The two are leading a consortium that has been in negotiations with Communist-run Cuba since last year when they won a tender for the project, said the sources, who did not identify the other members
“Total, with some international partners, is looking at a LNG power project in Cuba, one of several countries where Total is exploring similar LNG potentials,” the company said in a statement to Reuters.
A Siemens spokesman in Germany was not immediately available for comment.
The sources cautioned that many details of the project were under negotiation and that the combination of U.S. sanctions and Cuban bureaucracy meant there was no guarantee the agreement would be finalized, though they were hopeful.

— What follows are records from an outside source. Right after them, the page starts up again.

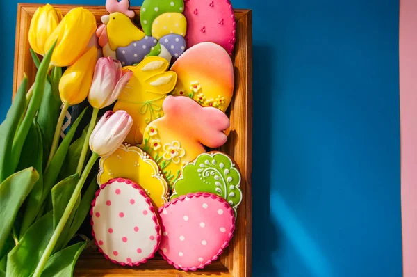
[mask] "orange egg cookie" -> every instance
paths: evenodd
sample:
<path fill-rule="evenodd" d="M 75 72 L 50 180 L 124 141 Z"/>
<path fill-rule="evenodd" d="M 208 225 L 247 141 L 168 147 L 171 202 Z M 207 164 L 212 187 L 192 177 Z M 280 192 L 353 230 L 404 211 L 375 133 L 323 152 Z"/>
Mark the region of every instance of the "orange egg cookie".
<path fill-rule="evenodd" d="M 188 96 L 204 106 L 225 111 L 234 88 L 233 63 L 223 47 L 199 43 L 186 51 L 172 65 L 178 74 L 174 95 Z"/>

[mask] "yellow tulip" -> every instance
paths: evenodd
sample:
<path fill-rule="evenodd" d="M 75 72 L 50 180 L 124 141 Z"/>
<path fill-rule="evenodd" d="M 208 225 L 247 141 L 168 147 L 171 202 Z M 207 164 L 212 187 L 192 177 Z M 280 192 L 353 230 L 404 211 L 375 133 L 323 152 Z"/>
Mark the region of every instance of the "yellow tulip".
<path fill-rule="evenodd" d="M 67 68 L 59 81 L 59 93 L 63 103 L 73 106 L 87 98 L 97 61 L 97 49 L 92 47 Z"/>
<path fill-rule="evenodd" d="M 45 43 L 44 48 L 47 51 L 57 40 L 51 64 L 65 67 L 75 63 L 85 52 L 97 26 L 95 17 L 90 10 L 83 7 L 71 10 Z"/>
<path fill-rule="evenodd" d="M 42 56 L 47 53 L 45 42 L 62 19 L 60 11 L 49 4 L 36 10 L 29 27 L 29 44 L 33 51 Z"/>

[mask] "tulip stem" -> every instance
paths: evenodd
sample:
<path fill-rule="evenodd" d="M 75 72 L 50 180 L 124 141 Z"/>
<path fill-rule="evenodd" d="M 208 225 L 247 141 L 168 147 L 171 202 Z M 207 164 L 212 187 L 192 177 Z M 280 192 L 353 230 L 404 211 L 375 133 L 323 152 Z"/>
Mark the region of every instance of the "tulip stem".
<path fill-rule="evenodd" d="M 64 211 L 63 216 L 59 221 L 56 228 L 54 231 L 54 234 L 52 234 L 52 237 L 51 237 L 51 239 L 49 239 L 49 242 L 48 243 L 48 245 L 47 246 L 47 248 L 45 248 L 45 251 L 44 251 L 42 258 L 40 258 L 40 260 L 36 267 L 36 269 L 33 273 L 33 277 L 40 277 L 42 275 L 45 265 L 48 262 L 48 259 L 52 253 L 52 251 L 55 248 L 56 242 L 58 242 L 58 239 L 64 230 L 65 224 L 67 223 L 67 221 L 68 221 L 68 219 L 70 218 L 70 216 L 74 209 L 74 207 L 75 206 L 77 198 L 81 192 L 81 189 L 85 182 L 85 180 L 87 179 L 87 177 L 90 174 L 90 171 L 91 171 L 91 168 L 92 168 L 92 166 L 98 158 L 99 155 L 97 153 L 93 152 L 91 155 L 91 157 L 87 164 L 84 171 L 83 171 L 83 174 L 81 175 L 80 180 L 79 180 L 76 187 L 72 193 L 71 199 L 70 199 L 70 202 L 68 202 L 68 205 L 67 205 L 67 207 L 65 207 L 65 210 Z"/>
<path fill-rule="evenodd" d="M 79 174 L 81 174 L 83 171 L 83 167 L 84 167 L 84 161 L 85 161 L 85 156 L 87 156 L 87 152 L 88 151 L 88 143 L 90 141 L 90 137 L 92 133 L 92 130 L 96 125 L 97 120 L 97 116 L 99 115 L 99 109 L 94 108 L 92 110 L 92 115 L 91 116 L 91 120 L 90 121 L 90 125 L 88 125 L 88 130 L 87 131 L 87 136 L 84 140 L 84 144 L 83 145 L 83 150 L 81 150 L 81 155 L 80 155 L 80 159 L 79 160 L 79 164 L 76 167 L 76 172 Z"/>
<path fill-rule="evenodd" d="M 47 163 L 47 168 L 51 164 L 54 156 L 55 156 L 55 153 L 56 152 L 56 150 L 58 149 L 58 144 L 59 143 L 59 138 L 60 137 L 61 129 L 63 127 L 63 125 L 64 124 L 64 119 L 65 119 L 65 114 L 68 111 L 68 108 L 70 107 L 70 104 L 67 103 L 64 103 L 64 105 L 61 109 L 60 114 L 59 115 L 59 118 L 58 119 L 58 123 L 56 124 L 56 128 L 55 129 L 55 134 L 54 134 L 54 140 L 52 141 L 52 146 L 51 146 L 51 152 L 49 152 L 49 157 L 48 158 L 48 162 Z"/>
<path fill-rule="evenodd" d="M 35 83 L 32 84 L 32 86 L 31 86 L 31 88 L 29 88 L 29 90 L 28 90 L 28 93 L 26 93 L 26 101 L 28 103 L 31 101 L 31 99 L 32 98 L 32 95 L 33 95 L 33 89 L 35 88 Z"/>

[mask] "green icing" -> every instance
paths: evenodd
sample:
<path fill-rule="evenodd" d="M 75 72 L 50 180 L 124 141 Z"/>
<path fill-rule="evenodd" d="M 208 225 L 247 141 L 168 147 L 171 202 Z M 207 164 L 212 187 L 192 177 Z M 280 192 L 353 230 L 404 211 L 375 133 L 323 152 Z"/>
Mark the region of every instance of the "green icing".
<path fill-rule="evenodd" d="M 149 54 L 148 54 L 147 55 L 146 55 L 146 57 L 149 57 L 149 56 L 158 56 L 161 54 L 161 51 L 162 51 L 161 49 L 161 45 L 159 44 L 159 42 L 158 42 L 158 43 L 156 44 L 156 45 L 155 45 L 152 48 L 154 49 L 152 49 L 151 48 L 151 52 L 149 52 Z"/>
<path fill-rule="evenodd" d="M 145 0 L 140 9 L 140 24 L 145 35 L 152 35 L 152 23 L 159 15 L 183 10 L 183 0 Z"/>
<path fill-rule="evenodd" d="M 240 173 L 227 155 L 202 154 L 183 168 L 181 177 L 174 184 L 175 193 L 171 200 L 188 193 L 208 192 L 224 198 L 236 214 L 242 201 L 240 179 Z"/>

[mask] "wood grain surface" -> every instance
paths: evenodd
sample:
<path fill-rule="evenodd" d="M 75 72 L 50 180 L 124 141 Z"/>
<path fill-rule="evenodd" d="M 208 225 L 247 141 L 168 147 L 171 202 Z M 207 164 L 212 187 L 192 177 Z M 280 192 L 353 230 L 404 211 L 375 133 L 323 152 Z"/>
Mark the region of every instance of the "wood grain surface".
<path fill-rule="evenodd" d="M 28 40 L 31 19 L 40 4 L 19 3 L 16 24 L 13 95 L 24 74 L 31 84 L 35 76 L 35 67 L 29 52 Z M 74 5 L 54 5 L 66 14 Z M 106 14 L 104 6 L 83 6 L 95 16 L 97 24 Z M 140 25 L 140 7 L 132 7 L 136 13 L 133 21 Z M 242 173 L 240 184 L 243 200 L 238 208 L 236 230 L 229 246 L 219 260 L 204 269 L 195 272 L 177 270 L 157 255 L 147 263 L 135 268 L 113 264 L 104 259 L 95 248 L 81 254 L 74 271 L 75 276 L 252 276 L 252 11 L 234 10 L 237 22 L 236 43 L 234 54 L 235 94 L 227 111 L 231 121 L 227 143 L 220 150 L 231 156 Z"/>

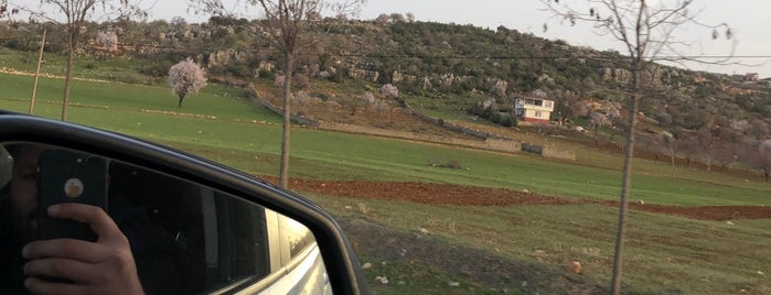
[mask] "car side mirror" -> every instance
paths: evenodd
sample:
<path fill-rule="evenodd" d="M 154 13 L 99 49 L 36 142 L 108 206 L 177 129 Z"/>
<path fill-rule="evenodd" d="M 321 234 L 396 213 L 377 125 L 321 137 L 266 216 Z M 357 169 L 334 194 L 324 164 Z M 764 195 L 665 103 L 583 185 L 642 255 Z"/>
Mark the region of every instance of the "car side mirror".
<path fill-rule="evenodd" d="M 143 140 L 14 113 L 0 112 L 0 145 L 2 206 L 13 208 L 7 204 L 26 163 L 22 157 L 29 156 L 23 149 L 44 146 L 45 156 L 35 156 L 45 163 L 35 161 L 35 177 L 26 175 L 38 183 L 36 203 L 49 201 L 41 192 L 61 190 L 62 198 L 76 203 L 89 203 L 78 199 L 88 194 L 98 199 L 92 187 L 105 192 L 104 205 L 97 206 L 128 238 L 148 293 L 368 293 L 334 219 L 268 182 Z M 52 173 L 56 165 L 50 163 L 56 161 L 92 161 L 104 165 L 104 174 Z M 50 174 L 61 179 L 46 181 L 56 178 Z M 47 183 L 53 188 L 43 188 Z M 6 219 L 3 230 L 13 223 Z M 41 220 L 31 225 L 44 228 Z M 0 267 L 9 267 L 4 262 Z"/>

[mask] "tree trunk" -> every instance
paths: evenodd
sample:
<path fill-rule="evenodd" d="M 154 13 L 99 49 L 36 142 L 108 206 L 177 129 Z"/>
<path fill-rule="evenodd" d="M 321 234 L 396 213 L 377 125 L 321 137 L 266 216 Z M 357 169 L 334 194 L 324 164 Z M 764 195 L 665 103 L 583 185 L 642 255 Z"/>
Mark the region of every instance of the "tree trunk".
<path fill-rule="evenodd" d="M 69 86 L 73 79 L 73 65 L 75 64 L 75 33 L 69 33 L 69 48 L 67 48 L 67 74 L 64 78 L 64 98 L 62 99 L 62 121 L 67 120 L 67 105 L 69 103 Z"/>
<path fill-rule="evenodd" d="M 615 236 L 615 251 L 613 256 L 613 277 L 611 281 L 611 293 L 614 295 L 621 294 L 621 274 L 623 267 L 623 251 L 624 240 L 627 236 L 627 208 L 629 199 L 629 190 L 632 184 L 632 161 L 634 159 L 634 129 L 638 125 L 638 111 L 640 109 L 640 88 L 642 69 L 644 61 L 641 55 L 638 55 L 632 65 L 632 97 L 629 101 L 629 125 L 627 130 L 627 142 L 624 144 L 624 167 L 623 178 L 621 183 L 621 199 L 619 200 L 619 223 Z"/>
<path fill-rule="evenodd" d="M 291 96 L 292 96 L 292 67 L 295 66 L 295 56 L 292 53 L 286 53 L 287 68 L 285 69 L 283 79 L 283 132 L 281 135 L 281 168 L 279 172 L 278 185 L 283 188 L 289 188 L 289 128 L 291 124 Z"/>
<path fill-rule="evenodd" d="M 38 94 L 38 81 L 40 80 L 40 65 L 43 64 L 43 50 L 45 50 L 45 33 L 47 30 L 43 29 L 43 39 L 40 42 L 40 53 L 38 54 L 38 69 L 35 69 L 35 83 L 32 86 L 32 98 L 30 99 L 30 114 L 34 113 L 35 108 L 35 95 Z"/>

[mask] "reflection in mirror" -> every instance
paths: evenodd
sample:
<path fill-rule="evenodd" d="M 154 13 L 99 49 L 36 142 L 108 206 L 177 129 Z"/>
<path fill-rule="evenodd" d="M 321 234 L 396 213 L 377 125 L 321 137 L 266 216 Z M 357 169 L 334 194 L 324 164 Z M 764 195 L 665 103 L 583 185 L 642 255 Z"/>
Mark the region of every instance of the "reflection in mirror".
<path fill-rule="evenodd" d="M 315 239 L 300 222 L 116 159 L 28 142 L 2 146 L 12 161 L 0 161 L 0 172 L 11 174 L 0 183 L 0 294 L 47 282 L 148 294 L 331 293 Z M 46 211 L 60 203 L 66 205 Z M 81 241 L 62 247 L 66 240 L 55 238 Z M 51 258 L 81 266 L 55 272 L 43 266 Z M 131 263 L 103 263 L 110 259 Z M 36 284 L 25 287 L 29 277 Z"/>

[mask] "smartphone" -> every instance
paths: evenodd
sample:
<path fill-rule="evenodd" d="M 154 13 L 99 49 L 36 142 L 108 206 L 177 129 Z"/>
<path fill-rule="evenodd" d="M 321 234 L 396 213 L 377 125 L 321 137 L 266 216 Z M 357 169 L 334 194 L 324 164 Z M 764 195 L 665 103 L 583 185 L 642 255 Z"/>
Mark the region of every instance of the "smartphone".
<path fill-rule="evenodd" d="M 98 206 L 107 211 L 107 161 L 69 150 L 46 150 L 38 160 L 38 238 L 96 241 L 87 223 L 51 218 L 46 208 L 61 203 Z"/>

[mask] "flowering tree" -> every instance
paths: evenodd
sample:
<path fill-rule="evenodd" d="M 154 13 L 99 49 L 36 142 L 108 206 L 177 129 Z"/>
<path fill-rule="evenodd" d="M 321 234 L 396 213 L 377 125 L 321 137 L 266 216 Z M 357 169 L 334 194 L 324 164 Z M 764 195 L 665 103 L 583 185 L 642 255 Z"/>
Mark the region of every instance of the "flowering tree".
<path fill-rule="evenodd" d="M 96 44 L 109 52 L 118 51 L 118 35 L 113 31 L 99 31 L 96 35 Z"/>
<path fill-rule="evenodd" d="M 176 106 L 181 108 L 185 96 L 194 95 L 206 86 L 206 72 L 188 57 L 169 69 L 169 86 L 180 97 Z"/>
<path fill-rule="evenodd" d="M 38 6 L 26 7 L 23 4 L 18 10 L 29 12 L 33 20 L 58 23 L 64 28 L 63 36 L 67 44 L 67 67 L 64 76 L 62 121 L 66 121 L 75 53 L 83 39 L 85 24 L 90 21 L 108 19 L 132 17 L 143 19 L 147 18 L 148 13 L 140 8 L 141 1 L 138 0 L 41 0 L 26 2 L 36 2 Z M 14 11 L 17 10 L 14 9 Z"/>
<path fill-rule="evenodd" d="M 383 85 L 383 87 L 381 87 L 381 95 L 384 95 L 387 98 L 399 97 L 399 88 L 392 84 Z"/>

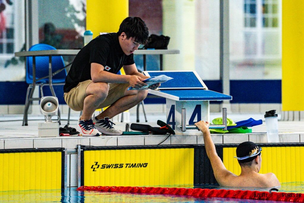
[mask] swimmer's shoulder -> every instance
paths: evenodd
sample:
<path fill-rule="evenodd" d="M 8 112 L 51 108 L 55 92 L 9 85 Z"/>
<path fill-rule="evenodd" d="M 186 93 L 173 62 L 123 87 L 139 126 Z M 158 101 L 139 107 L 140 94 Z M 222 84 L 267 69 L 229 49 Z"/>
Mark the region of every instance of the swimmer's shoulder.
<path fill-rule="evenodd" d="M 268 187 L 280 186 L 281 184 L 275 175 L 272 173 L 268 173 L 261 174 L 263 177 L 263 180 L 265 185 Z"/>

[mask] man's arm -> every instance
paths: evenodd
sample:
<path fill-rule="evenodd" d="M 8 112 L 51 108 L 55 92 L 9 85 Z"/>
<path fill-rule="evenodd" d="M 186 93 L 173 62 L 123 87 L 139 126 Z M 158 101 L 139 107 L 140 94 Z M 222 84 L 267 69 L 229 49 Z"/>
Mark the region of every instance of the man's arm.
<path fill-rule="evenodd" d="M 123 70 L 125 71 L 126 74 L 130 75 L 137 75 L 140 77 L 142 78 L 145 79 L 147 78 L 149 78 L 150 77 L 146 76 L 141 73 L 138 72 L 137 70 L 137 68 L 136 68 L 136 65 L 135 63 L 131 65 L 124 65 L 123 66 Z M 151 89 L 155 89 L 158 87 L 161 86 L 161 84 L 156 84 L 151 85 L 149 87 L 149 88 Z M 133 87 L 133 86 L 132 86 Z"/>
<path fill-rule="evenodd" d="M 209 130 L 209 122 L 205 123 L 201 121 L 195 124 L 203 133 L 206 152 L 211 163 L 216 179 L 220 185 L 227 185 L 227 183 L 229 181 L 227 178 L 237 176 L 226 169 L 220 158 L 217 155 L 215 146 L 211 138 Z"/>
<path fill-rule="evenodd" d="M 91 64 L 91 77 L 94 82 L 129 83 L 132 87 L 139 88 L 147 84 L 144 80 L 136 75 L 119 75 L 103 71 L 105 67 L 98 63 Z"/>

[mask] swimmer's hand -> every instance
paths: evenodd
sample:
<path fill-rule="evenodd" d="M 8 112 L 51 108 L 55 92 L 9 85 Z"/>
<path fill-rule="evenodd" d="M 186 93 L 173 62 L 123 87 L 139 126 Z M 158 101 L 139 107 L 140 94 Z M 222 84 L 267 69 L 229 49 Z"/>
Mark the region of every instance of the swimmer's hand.
<path fill-rule="evenodd" d="M 129 75 L 128 82 L 131 86 L 139 89 L 147 85 L 143 82 L 145 79 L 138 75 Z"/>
<path fill-rule="evenodd" d="M 158 83 L 158 84 L 155 84 L 154 85 L 152 85 L 151 86 L 149 86 L 149 89 L 151 89 L 153 90 L 154 90 L 156 89 L 158 87 L 161 86 L 161 84 Z"/>
<path fill-rule="evenodd" d="M 207 121 L 205 122 L 203 121 L 201 121 L 194 124 L 199 128 L 199 130 L 202 131 L 203 134 L 205 135 L 209 132 L 209 122 Z"/>

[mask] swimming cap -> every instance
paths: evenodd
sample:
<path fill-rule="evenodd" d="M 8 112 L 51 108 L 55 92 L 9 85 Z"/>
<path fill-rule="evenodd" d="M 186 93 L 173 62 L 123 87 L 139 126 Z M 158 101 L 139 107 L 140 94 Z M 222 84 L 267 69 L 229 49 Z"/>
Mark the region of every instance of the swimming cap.
<path fill-rule="evenodd" d="M 237 156 L 239 163 L 251 161 L 261 154 L 262 149 L 252 142 L 246 142 L 239 145 L 237 148 Z"/>

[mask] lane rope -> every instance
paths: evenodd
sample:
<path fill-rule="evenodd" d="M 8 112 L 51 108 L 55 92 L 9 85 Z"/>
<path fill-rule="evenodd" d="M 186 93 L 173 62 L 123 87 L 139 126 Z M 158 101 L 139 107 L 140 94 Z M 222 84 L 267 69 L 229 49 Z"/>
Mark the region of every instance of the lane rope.
<path fill-rule="evenodd" d="M 82 186 L 78 191 L 96 191 L 131 193 L 191 195 L 198 198 L 219 197 L 304 202 L 304 194 L 224 189 L 180 187 Z"/>

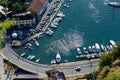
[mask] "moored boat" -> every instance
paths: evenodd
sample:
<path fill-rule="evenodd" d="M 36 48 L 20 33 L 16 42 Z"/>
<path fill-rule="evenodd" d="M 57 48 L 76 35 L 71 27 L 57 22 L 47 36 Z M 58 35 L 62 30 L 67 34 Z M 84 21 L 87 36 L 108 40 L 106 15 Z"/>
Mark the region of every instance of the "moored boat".
<path fill-rule="evenodd" d="M 23 52 L 20 56 L 24 56 L 26 53 L 25 52 Z"/>
<path fill-rule="evenodd" d="M 39 62 L 40 61 L 40 59 L 37 59 L 35 62 Z"/>
<path fill-rule="evenodd" d="M 60 56 L 59 53 L 57 53 L 57 54 L 56 54 L 56 62 L 57 62 L 57 63 L 60 63 L 60 61 L 61 61 L 61 56 Z"/>
<path fill-rule="evenodd" d="M 120 7 L 120 2 L 109 2 L 108 5 L 113 7 Z"/>
<path fill-rule="evenodd" d="M 100 46 L 99 46 L 98 43 L 95 43 L 95 47 L 96 47 L 96 51 L 97 51 L 98 53 L 100 53 L 100 52 L 101 52 L 101 49 L 100 49 Z"/>
<path fill-rule="evenodd" d="M 110 44 L 111 44 L 114 48 L 117 47 L 116 43 L 115 43 L 113 40 L 110 40 Z"/>
<path fill-rule="evenodd" d="M 92 47 L 91 47 L 91 46 L 89 46 L 89 47 L 88 47 L 88 50 L 89 50 L 89 52 L 90 52 L 90 53 L 92 53 L 92 52 L 93 52 L 93 49 L 92 49 Z"/>
<path fill-rule="evenodd" d="M 87 50 L 87 48 L 86 48 L 86 47 L 83 47 L 83 51 L 84 51 L 84 53 L 85 53 L 85 54 L 87 54 L 87 53 L 88 53 L 88 50 Z"/>
<path fill-rule="evenodd" d="M 107 51 L 107 48 L 106 48 L 104 45 L 102 45 L 102 44 L 101 44 L 101 49 L 102 49 L 104 52 Z"/>
<path fill-rule="evenodd" d="M 77 54 L 78 54 L 78 55 L 81 55 L 81 54 L 82 54 L 80 48 L 77 48 Z"/>

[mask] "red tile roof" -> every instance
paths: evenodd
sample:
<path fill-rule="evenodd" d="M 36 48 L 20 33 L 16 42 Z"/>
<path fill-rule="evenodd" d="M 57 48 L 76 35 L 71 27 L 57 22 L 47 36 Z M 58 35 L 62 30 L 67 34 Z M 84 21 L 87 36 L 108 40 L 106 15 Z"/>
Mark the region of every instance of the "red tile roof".
<path fill-rule="evenodd" d="M 33 0 L 27 10 L 33 10 L 35 13 L 39 13 L 47 0 Z"/>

The potential deal is the latest example of companies from the European Union moving to take advantage of Cuba opening to foreign investment.
“The EU has become Cuba’s first trade partner and was already the first in investment and development cooperation,” the European Union’s top diplomat Federica Mogherini said in January while visiting the country.
Siemens signed a letter of intent with the Cuban power authority in 2016 to help modernize the grid.
“With this important agreement … we will assist and support Cuba on the development of a sustainable and modern electricity system,” Willi Meixner, head of Siemens Power and Gas division, said at the time.
In the Matanzas Bay project, 124 kilometers (77 miles) east of Havana, Total would obtain the liquid gas from abroad, and then store, process and supply it to the plant, which would be built by Siemens, the sources said.
The project would mean less dependence on oil and less pollution, Jorge Pinon, a Cuban energy expert at the University of Texas in Austin, said.
“It could be the best decision that the Cuban government has made toward an energy policy able to react to changes in price, geopolitical events and or supply-demand disruptions,” he said.
Cuba was left in the lurch when its sole oil supplier, the Soviet Union, collapsed in 1991. More recently it has been scrambling to find alternative oil supplies as ally Venezuela’s economy and oil production implode.
Cuba’s total generating capacity is around 6,000 megawatts and demand is increasing due to growing tourism, digitalization and a new private sector.
Around 95 percent of electricity in Cuba is generated by fossil fuels. The government has begun a program to generate 24 percent with renewable sources by 2030.
Total and Siemens have engaged in commerce with the Caribbean island nation for decades.
Total was the first foreign company to drill for oil just off shore in the 1990s after the Soviet Union collapsed. The company failed to find a commercially viable field.
It also has a joint venture with Cuban state oil monopoly Cubapetroleo (CUPET), Elf Gas Cuba, which for 20 years has packed a liquid propane and butane gas mix into cylinders and distributes them for use by households and businesses in eastern Cuba.